The British personnel were included in the leaked database because they had personally vouched for Afghans on the list.
Sources familiar with what happened said the leaked spreadsheet was a copy of the master database used by the MoD to process applications from Afghans to be relocated to Britain.
It can now be revealed that the database included the names, family names, telephone numbers and email addresses for thousands of Afghans. It did not contain photographs or home addresses, however.
As well as those details, some entries included details of those who could confirm individual Afghans’ bona fides. In more than 100 cases, those were British special forces personnel and MI6 spies.
‘Gut-wrenching’
Johnny Mercer, the former Conservative veterans’ minister who served in Afghanistan, said it was “gut-wrenching” to learn that the identities of UKSF soldiers and MI6 agents were likely to have fallen into the hands of the Taliban.
Mercer said: “I fought in Afghanistan to defeat the Taliban. It is gut-wrenching, after all that blood was spilt, that this database may have fallen into their hands.
“I don’t disagree with the decision to get the injunction when this first came to light, but it was mad that it went on for so long. Now people need to be able to protect themselves, and we must look after these Afghan Special Forces properly.”
Mercer believes that members of the so-called Triples – Afghan special forces who worked with British personnel – should all be brought to Britain for their own safety.
Ministry of Defence (MoD) lawyers applied for a last-minute injunction banning the press from reporting the detail, even as they accepted that a super-injunction blocking any mention of the Afghan data leak would be discharged.
After that super-injunction was lifted, the Telegraph was able to report on Tuesday local time that Taliban sources claimed to have obtained the spreadsheet in 2022 – potentially more than a year before the MoD knew it had been accidentally leaked.
The fact that the leaked database included details of MI6 operatives and UKSF personnel was reported by the Sun and the Daily Express yesterday, yet the MoD insisted for most of today that those facts could not be reported by press outlets that were subject to the original super-injunction.
It can also be reported now that James Cartlidge, the shadow defence secretary, asked in Parliament about whether “an apparent third party who obtained some of the data was engaged in blackmail” against the MoD.
The Telegraph remains banned from reporting extra details around Parliamentary statements about the breach, made by ministers and senior opposition frontbenchers alike.
Along with other news outlets that challenged the super-injunction, the Telegraph also remains prohibited from reporting what the MoD’s internal risk assessments about the breach said at various points over the last two years.

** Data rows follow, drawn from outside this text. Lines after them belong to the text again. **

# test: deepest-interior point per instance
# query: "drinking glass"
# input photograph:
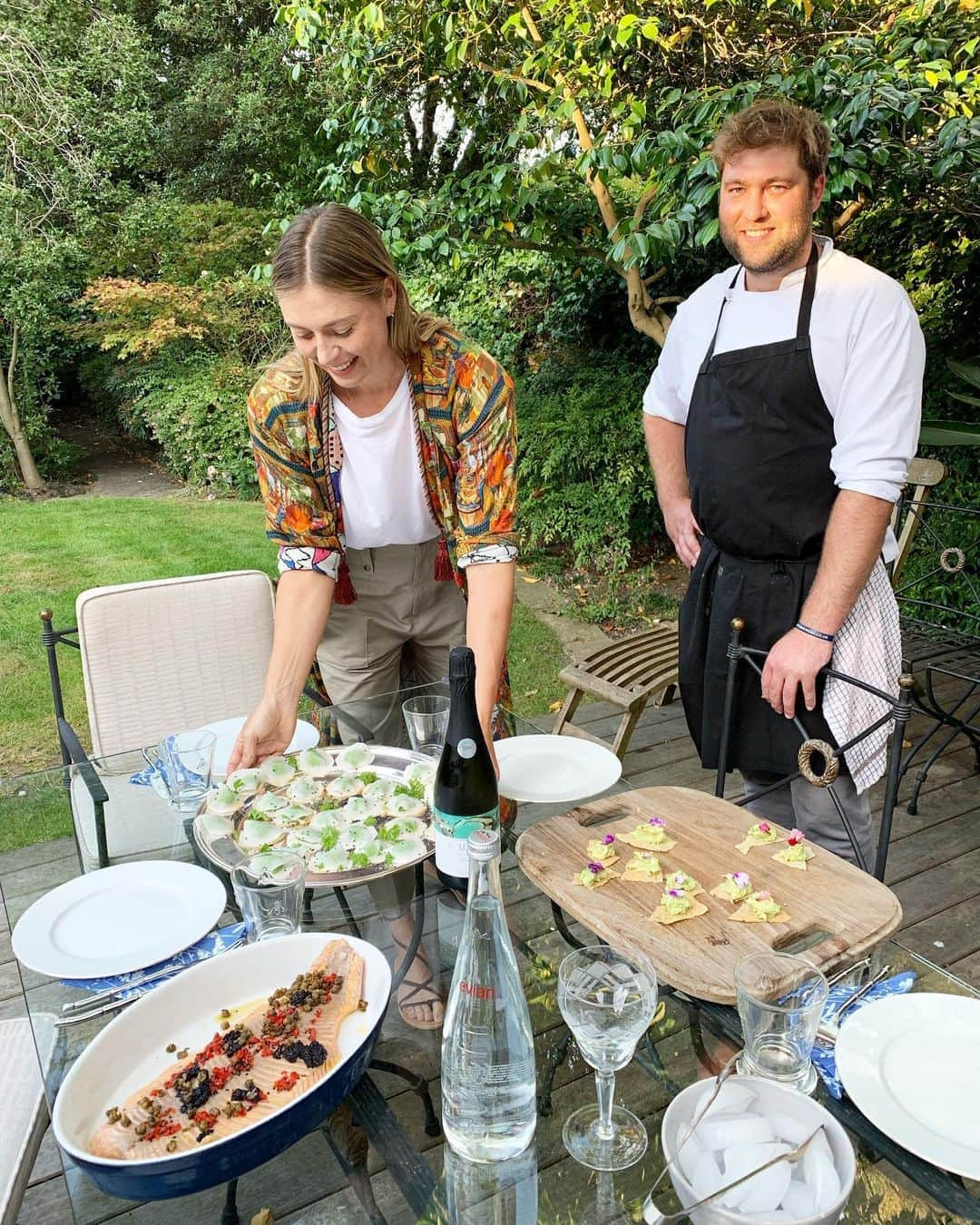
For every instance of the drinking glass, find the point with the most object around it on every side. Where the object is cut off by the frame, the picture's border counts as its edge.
(426, 720)
(608, 1001)
(186, 760)
(269, 888)
(780, 1000)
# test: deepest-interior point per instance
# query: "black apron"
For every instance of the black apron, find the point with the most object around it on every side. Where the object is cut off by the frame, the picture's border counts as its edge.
(757, 450)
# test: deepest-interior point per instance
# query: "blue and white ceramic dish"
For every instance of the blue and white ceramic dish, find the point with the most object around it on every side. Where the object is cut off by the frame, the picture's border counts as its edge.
(132, 1050)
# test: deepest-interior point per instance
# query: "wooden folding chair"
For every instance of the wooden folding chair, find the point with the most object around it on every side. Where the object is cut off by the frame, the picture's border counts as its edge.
(626, 672)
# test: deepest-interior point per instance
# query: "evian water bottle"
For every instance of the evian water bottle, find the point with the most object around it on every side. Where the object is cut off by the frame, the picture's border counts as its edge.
(489, 1106)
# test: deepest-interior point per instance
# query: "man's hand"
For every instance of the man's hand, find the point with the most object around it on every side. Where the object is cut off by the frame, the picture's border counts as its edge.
(794, 661)
(682, 529)
(267, 730)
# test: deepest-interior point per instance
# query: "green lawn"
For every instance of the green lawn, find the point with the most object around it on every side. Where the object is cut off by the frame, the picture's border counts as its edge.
(54, 549)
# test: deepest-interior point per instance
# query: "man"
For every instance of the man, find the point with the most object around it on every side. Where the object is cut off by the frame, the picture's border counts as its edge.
(779, 424)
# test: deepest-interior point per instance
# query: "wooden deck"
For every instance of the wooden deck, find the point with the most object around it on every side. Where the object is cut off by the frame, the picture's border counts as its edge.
(934, 868)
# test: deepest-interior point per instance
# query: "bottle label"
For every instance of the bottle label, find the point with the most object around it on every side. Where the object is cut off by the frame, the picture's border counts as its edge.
(450, 835)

According to the Rimmer Review into the leak, carried out by the retired former head of Defence Intelligence at the request of John Healey, the Defence Secretary, the risk to the individuals named is now low enough for news of the leak to be published.
Yet the public is not allowed to examine why – or how – Rimmer’s conclusion was so different from that of fulltime professionals inside the MoD.
Accidental leak in 2022
A Royal Marine tasked with vetting people who had applied to the Government’s Afghan Relocations and Assistance Policy (Arap) accidentally leaked the database in February 2022.
He emailed what he believed was a small portion of it to a group of Afghans who were helping identify genuine applicants.
Although the scheme was meant to be only for those who worked with the British forces, many applied anyway in the hope of getting lucky.
Thousands of desperate Afghans hoping to flee the new regime of the Taliban, which had seized control in 2021 after the British and US withdrawal, had applied to Arap.
Yet instead of sending a small extract to his Afghan contacts in Britain, the Marine emailed them a spreadsheet containing hidden data relating to all 25,000 Arap applicants at the time.
The MoD has not explained how the Marine had access to the full database, understood to contain the identities and contact details of every single Arap applicant.
The MoD has been approached for comment.